Freins nombreux au signalement
L’enquête met également en lumière l’extrême difficulté pour les victimes à se faire reconnaître, à cause de l’ancrage de ces violences et d’une forme de fatalisme, même si la nouvelle génération semble nettement plus sensibilisée à cette problématique.
De façon générale, les médecins sont massivement convaincus (92 %) que les victimes rencontrent des difficultés à se faire reconnaître (écoute, prise en charge poursuite). Deux médecins sur trois (66 %) estiment que « le manque de soutien » est la raison principale pour laquelle les victimes ont du mal à être entendues et reconnues. Mais un gros tiers des sondés (39 %) citent aussi la banalisation des VSS dans le monde médical depuis des décennies. Actes « minimisés », crainte des répercussions sur la carrière, hiérarchie qui ferme les yeux pour « protéger » les auteurs, mais aussi société patriarcale et même culture du viol (2 % de citations) : autant de raisons qui empêchent la reconnaissance des victimes. Finalement, seuls 6 % des médecins jugent que c’est « l’omerta » qui verrouille la parole.

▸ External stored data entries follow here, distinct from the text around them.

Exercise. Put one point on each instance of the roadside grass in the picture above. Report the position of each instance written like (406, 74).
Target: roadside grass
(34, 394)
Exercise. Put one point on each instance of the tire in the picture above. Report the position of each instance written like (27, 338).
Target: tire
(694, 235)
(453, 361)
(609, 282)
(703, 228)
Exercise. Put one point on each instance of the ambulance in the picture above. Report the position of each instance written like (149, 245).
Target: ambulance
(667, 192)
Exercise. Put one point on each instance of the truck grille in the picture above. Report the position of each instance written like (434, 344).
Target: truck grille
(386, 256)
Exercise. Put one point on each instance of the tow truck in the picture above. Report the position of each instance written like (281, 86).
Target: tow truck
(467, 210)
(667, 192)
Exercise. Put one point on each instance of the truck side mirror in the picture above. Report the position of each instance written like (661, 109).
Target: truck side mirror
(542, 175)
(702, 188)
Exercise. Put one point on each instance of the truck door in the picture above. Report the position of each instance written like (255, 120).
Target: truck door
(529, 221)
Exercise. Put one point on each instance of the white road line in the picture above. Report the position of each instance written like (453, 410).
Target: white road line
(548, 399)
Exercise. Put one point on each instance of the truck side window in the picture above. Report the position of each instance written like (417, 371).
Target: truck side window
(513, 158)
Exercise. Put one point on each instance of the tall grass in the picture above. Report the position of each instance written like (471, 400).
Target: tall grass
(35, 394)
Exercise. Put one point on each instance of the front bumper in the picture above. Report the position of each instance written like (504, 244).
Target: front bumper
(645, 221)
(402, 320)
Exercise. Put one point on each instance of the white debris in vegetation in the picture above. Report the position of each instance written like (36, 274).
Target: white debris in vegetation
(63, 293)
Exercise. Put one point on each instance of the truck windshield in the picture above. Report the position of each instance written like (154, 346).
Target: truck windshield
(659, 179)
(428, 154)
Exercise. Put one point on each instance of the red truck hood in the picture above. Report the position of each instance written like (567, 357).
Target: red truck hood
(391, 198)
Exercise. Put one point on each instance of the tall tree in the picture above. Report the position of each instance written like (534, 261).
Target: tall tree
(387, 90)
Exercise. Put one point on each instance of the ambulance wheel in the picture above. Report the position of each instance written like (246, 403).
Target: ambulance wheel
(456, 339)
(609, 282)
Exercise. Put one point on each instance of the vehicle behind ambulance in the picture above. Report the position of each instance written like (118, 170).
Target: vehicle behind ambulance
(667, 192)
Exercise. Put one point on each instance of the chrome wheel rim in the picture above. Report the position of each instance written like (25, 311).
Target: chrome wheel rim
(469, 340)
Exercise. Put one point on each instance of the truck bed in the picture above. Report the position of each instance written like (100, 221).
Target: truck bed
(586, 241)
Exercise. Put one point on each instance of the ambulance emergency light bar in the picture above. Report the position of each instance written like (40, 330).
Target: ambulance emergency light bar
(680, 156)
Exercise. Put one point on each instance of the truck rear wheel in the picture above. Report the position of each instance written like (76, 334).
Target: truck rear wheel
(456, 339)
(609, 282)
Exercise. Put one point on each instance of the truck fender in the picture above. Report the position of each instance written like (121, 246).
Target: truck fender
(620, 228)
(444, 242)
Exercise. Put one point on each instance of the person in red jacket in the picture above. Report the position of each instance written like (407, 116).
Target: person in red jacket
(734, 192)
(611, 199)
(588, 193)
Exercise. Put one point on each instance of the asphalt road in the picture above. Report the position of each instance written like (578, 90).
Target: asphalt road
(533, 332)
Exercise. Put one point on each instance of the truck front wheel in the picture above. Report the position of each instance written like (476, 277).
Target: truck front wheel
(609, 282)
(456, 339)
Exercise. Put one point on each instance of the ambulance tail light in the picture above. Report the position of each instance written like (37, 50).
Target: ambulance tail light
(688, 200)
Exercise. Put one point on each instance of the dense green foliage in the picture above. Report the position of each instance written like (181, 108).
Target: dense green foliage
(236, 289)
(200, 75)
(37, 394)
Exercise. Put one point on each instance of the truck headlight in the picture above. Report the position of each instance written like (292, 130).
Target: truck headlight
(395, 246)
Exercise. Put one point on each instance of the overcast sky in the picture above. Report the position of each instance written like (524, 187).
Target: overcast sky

Cette situation délétère a un impact significatif sur le dépôt de plainte, que ce soit auprès des supérieurs hiérarchiques, de l’Ordre ou de la justice. Interrogés librement sur les freins au signalement (question ouverte), les médecins citent d’abord la peur de ne pas être cru (45 %), l’impact sur la vie professionnelle (20 %), la honte (13 %) ou encore la pression de la hiérarchie davantage que le tabou des VSS. Le manque de transparence sur les démarches n’aide pas : seules 3 % des victimes sont en mesure d’affirmer que l’Ordre a été informé. L’inefficacité perçue de l’institution ordinale revient aussi dans 12 % des réponses.
Autre signe du chemin qui reste à parcourir : 69 % des médecins considèrent que les victimes de VSS s’exposent à des discriminations professionnelles (obstacles dans l’avancement, stigmatisation, placardisation, moqueries, etc.). Les termes « personnes à problèmes », « fauteurs de troubles », femmes « procédurières » et « aguicheuses » reviennent dans les témoignages cités. Dans le monde médical, briser l’omerta est une première étape mais en finir avec le sexisme en est une autre.
* Enquête pilotée par les Drs Marie-Pierre Glaviano-Ceccaldi et Jean-Marcel Mourgues, vice-présidents du Cnom, effectuée en ligne du 23 septembre au 14 octobre auprès de 21 140 médecins (19 104 docteurs juniors et médecins en activité régulière, remplaçants ou retraités actifs et 2 036 médecins non actifs).